= Exceptional Collector Award =

The DCI Exceptional Collector National HUMINT Award is a decoration awarded annually by the U.S. Director of Central Intelligence to recognize individuals and groups for improved Human Intelligence (HUMINT) collection and reporting of information that is of significant value to the U.S. intelligence community.

==Notable Recipients==
- Ambassador J. Cofer Black, Former Director of the CIA's Counterterrorist Center (1994)
- Lt. Col. Roger S. Dong. US Military attache, Taiwan (1996)
- Staff Sergeant Edwin Rodriguez Pazo. US Army. (1992)
- Special Agent Ronald T.Guerin. East Asia Section, Counterintelligence Division, FBI. (1991)

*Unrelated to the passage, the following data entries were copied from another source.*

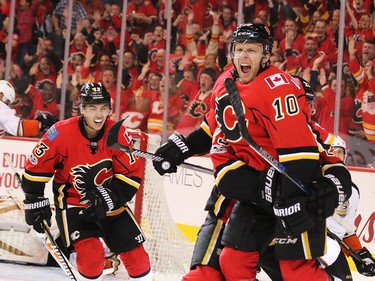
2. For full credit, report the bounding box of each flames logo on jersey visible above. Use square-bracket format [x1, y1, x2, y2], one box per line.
[71, 160, 113, 195]
[215, 94, 242, 142]
[188, 100, 208, 118]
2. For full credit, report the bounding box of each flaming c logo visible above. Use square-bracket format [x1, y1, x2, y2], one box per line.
[71, 160, 113, 194]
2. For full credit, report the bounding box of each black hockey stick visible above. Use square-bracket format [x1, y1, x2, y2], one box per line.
[4, 154, 80, 281]
[106, 119, 213, 175]
[224, 78, 312, 195]
[327, 229, 366, 264]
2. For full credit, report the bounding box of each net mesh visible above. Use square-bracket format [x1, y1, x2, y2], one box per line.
[130, 131, 194, 280]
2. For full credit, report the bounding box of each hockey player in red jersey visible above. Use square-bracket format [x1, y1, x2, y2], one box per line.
[21, 82, 154, 281]
[153, 24, 351, 281]
[0, 80, 57, 137]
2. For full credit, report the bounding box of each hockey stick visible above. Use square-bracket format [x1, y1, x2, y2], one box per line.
[106, 118, 213, 175]
[327, 229, 366, 264]
[332, 212, 356, 235]
[4, 155, 116, 278]
[224, 78, 312, 195]
[4, 154, 80, 281]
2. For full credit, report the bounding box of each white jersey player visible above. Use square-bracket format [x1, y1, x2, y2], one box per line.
[0, 80, 57, 137]
[319, 136, 375, 279]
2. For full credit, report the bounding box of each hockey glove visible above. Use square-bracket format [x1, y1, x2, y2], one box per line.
[259, 167, 279, 214]
[23, 194, 52, 233]
[274, 195, 315, 237]
[79, 186, 119, 222]
[307, 174, 344, 221]
[153, 133, 193, 175]
[36, 112, 59, 131]
[353, 247, 375, 276]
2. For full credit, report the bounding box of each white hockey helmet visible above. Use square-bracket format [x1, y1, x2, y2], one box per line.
[0, 80, 15, 104]
[331, 135, 346, 151]
[331, 135, 347, 162]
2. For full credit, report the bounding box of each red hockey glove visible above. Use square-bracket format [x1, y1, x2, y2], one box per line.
[153, 133, 193, 175]
[24, 194, 52, 233]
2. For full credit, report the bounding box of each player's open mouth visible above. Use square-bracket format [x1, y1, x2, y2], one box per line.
[94, 119, 103, 124]
[241, 64, 251, 73]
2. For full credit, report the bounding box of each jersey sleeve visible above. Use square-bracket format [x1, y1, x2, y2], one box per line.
[0, 105, 21, 136]
[107, 126, 143, 205]
[22, 126, 60, 196]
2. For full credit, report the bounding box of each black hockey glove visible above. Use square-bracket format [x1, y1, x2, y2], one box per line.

- Jonathan Hilyard, Task Force 168, Office of Naval Intelligence (1993)
- CWO-4 David E. Mann. US Army Counterintelligence Agent, Central America, (1995?)
- Jonathan Hilyard, DH-4, Defense HUMINT Service, Defense Intelligence Agency (1995)
- Ambassador Carol A. Rodley, US Ambassador to Cambodia
- Ivan and Teresa Sarac, Defense Attache Office (Army), US Embassy Belgrade and Zagreb. The Saracs are the only husband and wife team to have received this award twice
- Marc J. Sievers, Political Officer Mission, U.S. Embassy to Egypt, (198?)
- Mark Kelton, former Deputy Director of the National Clandestine Service for Counterintelligence.